Auslegung unklarer letztwilliger Verfügungen

Testamente werden häufig von Privatpersonen ohne rechtliche Beratung erstellt. Es ist daher nicht immer klar, was der Erblasser mit den von ihm verwendeten Worten gemeint hat („vermachen“ und „vererben“ werden im nichtjuristischen Sprachgebrauch beispielsweise oft synonym verwendet, haben aber rechtlich grundlegend verschiedene Bedeutungen). Bei der Auslegung von letztwilligen Verfügungen muss versucht werden zu ermitteln, was der Erblasser tatsächlich gewollt hat, er wird also nicht an falsch verwendeten Begriffen festgehalten. Es kommt allein auf seinen Willen an, und nicht darauf, wie ein Dritter die Erklärung verstehen durfte. (s. Bsp. 1)
Um den wahren Erblasserwillen zu ermitteln, können auch Umstände außerhalb des Testaments herangezogen werden, z.B. Aussagen, die der Erblasser zu Lebzeiten getätigt hat. (s. Bsp. 2)
Es muss jedoch beachtet werden, dass dieser Wille im Testament irgendwie zum Ausdruck gekommen sein muss („Andeutungstheorie“). Dies liegt daran, dass letztwillige Verfügungen (Testamente) nur gültig sind, wenn diese eine bestimme Form haben (s. §2247 BGB) und dieser Formzwang nicht umgangen werden darf. (s. Bsp. 3)

Sollte es mehrere Auslegungsmöglichkeiten geben, von denen allerdings alle bis auf eine zur Unwirksamkeit führen, so ist die Auslegung zu wählen, bei der die Verfügung wirksam ist, § 2084 BGB (Wohlwollende Auslegung).

Sollte sich der Wille des Erblassers auch unter Heranziehung von außerhalb des Testaments liegenden Umständen nicht ermitteln lassen, finden gesetzliche Auslegungsregeln Anwendung. Diese finden sich in den §§ 2066 ff. BGB und enthalten z.B. Bestimmungen darüber, wer bedacht ist, wenn der Erblasser nur seine „Kinder“ (§ 2068 BGB) oder „Verwandte“ (§ 2067 BGB) bedacht hat oder die Zuwendung unter einer Bedingung erfolgte (§ 2074 ff. BGB).

Bsp. 1: Der Erblasser schreibt in sein Testament: „Ich vermache meinem Enkel alles was ich habe“ : Trotz der falschen Terminologie ist der Enkel Erbe und nicht nur Vermächtnisnehmer geworden, weil klar ist, dass der Enkel nicht nur einen Anspruch (gegen die Erben) erhalten sollte, sondern selbst in sämtliche Positionen des Erblassers eintreten sollte.
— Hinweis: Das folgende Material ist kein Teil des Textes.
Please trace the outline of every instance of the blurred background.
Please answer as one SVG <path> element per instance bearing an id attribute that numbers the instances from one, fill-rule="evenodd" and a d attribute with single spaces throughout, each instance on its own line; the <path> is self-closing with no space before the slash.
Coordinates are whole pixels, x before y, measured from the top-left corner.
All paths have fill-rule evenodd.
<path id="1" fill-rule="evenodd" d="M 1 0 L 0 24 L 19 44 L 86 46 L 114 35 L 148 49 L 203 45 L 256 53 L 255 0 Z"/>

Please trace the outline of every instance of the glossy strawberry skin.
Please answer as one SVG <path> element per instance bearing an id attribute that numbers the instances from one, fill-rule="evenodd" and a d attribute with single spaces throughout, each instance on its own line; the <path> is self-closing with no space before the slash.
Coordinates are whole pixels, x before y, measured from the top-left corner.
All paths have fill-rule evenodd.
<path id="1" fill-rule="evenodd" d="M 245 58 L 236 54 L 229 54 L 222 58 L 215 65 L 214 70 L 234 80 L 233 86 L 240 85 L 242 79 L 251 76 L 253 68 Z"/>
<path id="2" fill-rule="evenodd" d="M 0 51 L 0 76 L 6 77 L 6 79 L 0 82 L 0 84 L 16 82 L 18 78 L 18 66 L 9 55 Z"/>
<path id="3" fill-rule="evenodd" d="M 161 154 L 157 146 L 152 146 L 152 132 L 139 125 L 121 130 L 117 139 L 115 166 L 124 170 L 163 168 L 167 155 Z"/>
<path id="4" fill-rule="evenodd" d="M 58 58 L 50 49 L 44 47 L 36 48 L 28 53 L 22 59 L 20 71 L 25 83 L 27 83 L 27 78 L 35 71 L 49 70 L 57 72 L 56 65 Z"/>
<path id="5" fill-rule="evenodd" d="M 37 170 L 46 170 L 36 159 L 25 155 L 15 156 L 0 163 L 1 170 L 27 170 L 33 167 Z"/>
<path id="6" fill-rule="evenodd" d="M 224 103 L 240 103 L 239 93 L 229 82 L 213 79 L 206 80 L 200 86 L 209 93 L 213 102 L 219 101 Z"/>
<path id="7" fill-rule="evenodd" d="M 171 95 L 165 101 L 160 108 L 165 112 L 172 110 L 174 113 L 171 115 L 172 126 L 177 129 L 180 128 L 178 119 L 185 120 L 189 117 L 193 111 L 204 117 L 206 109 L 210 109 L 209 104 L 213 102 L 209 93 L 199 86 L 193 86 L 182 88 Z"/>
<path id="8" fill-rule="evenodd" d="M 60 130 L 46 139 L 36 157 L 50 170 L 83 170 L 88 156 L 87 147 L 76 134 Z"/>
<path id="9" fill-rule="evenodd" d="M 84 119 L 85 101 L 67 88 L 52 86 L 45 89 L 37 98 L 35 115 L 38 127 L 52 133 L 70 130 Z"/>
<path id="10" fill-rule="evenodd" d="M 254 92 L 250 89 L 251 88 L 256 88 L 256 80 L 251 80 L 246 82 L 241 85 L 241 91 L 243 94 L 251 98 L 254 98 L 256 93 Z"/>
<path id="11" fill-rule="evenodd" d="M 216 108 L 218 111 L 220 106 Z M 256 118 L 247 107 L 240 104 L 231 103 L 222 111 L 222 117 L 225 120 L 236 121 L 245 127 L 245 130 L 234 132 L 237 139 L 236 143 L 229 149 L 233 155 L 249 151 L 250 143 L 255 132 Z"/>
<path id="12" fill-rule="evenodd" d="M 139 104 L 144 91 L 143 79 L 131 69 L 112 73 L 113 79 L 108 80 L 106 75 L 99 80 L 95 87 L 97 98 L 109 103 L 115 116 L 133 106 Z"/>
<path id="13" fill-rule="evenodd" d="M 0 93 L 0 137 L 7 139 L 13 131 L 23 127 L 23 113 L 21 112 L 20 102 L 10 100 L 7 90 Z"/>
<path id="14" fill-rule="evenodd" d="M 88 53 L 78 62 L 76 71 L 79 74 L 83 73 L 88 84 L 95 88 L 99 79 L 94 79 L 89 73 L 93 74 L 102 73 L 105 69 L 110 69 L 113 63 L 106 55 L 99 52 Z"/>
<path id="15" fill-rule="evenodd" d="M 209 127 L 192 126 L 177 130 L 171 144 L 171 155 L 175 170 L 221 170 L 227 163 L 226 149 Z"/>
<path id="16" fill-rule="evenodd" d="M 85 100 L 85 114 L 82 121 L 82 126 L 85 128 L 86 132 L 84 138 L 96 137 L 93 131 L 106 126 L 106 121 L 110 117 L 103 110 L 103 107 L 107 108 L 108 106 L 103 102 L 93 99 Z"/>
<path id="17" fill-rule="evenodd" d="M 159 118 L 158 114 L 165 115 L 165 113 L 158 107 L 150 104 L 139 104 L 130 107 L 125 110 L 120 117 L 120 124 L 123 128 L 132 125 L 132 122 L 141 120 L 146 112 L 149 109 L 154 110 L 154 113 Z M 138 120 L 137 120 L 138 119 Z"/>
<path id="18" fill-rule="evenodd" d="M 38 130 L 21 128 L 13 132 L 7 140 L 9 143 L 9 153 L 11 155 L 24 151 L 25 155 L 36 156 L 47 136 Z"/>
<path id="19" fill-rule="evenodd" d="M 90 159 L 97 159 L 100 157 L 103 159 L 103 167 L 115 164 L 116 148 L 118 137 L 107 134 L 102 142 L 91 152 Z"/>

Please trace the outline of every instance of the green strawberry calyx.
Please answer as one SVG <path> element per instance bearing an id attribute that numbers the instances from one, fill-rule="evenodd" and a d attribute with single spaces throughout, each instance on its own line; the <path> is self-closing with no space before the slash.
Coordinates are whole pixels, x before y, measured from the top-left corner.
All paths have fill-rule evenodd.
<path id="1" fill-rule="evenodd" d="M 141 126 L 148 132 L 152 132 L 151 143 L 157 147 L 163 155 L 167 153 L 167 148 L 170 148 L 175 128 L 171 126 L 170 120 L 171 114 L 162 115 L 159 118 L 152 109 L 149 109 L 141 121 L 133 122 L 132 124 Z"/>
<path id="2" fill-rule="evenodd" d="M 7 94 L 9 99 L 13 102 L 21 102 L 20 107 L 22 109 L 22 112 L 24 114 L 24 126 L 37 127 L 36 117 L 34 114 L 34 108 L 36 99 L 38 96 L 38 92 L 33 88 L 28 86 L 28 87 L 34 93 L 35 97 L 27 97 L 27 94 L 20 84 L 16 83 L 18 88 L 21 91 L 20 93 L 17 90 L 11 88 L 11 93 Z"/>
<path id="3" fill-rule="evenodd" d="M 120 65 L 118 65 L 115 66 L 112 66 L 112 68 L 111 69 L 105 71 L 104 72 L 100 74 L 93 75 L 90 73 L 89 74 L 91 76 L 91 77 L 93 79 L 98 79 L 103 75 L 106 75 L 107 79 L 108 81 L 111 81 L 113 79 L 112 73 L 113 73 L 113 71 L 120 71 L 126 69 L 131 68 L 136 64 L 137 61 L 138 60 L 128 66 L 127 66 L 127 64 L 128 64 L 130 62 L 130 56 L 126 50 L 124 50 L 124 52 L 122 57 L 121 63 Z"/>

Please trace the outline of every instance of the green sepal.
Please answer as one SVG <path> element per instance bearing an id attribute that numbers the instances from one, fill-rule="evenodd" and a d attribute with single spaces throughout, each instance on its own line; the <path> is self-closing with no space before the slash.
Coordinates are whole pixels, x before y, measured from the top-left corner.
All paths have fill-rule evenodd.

Dies ergibt sich auch aus § 2087 I BGB.

Bsp. 2: Der Urenkel des Erblassers E fährt bei diesem immer mit einem Fahrrad, das dem E gehört. E nennt dieses Fahrrad immer sein „Pferd“. Ein richtiges Pferd besitzt E nicht. In sein Testament schreibt E unter anderem: „Meinem Urenkel vermache ich mein Pferd.“ Hier ist aus den Umständen zu entnehmen, dass der Erblasser seinem Urenkel nicht ein Pferd, sondern das Fahrrad vermachen wollte.

Bsp. 3: Das Testament des Erblassers E besteht nur aus den folgenden Worten: „Ich setze meinen guten Freund F zum Alleinerben ein“. Zu seinen Kindern hat er aber immer gesagt, dass diese ihn einmal beerben werden. In diesem Fall ist F der Alleinerben, weil er im Testament dazu eingesetzt wurde. Was E zu seinen Kindern gesagt hat, spielt hier keine Rolle, da eine Erbeinsetzung der Kinder im Testament nicht einmal angedeutet ist.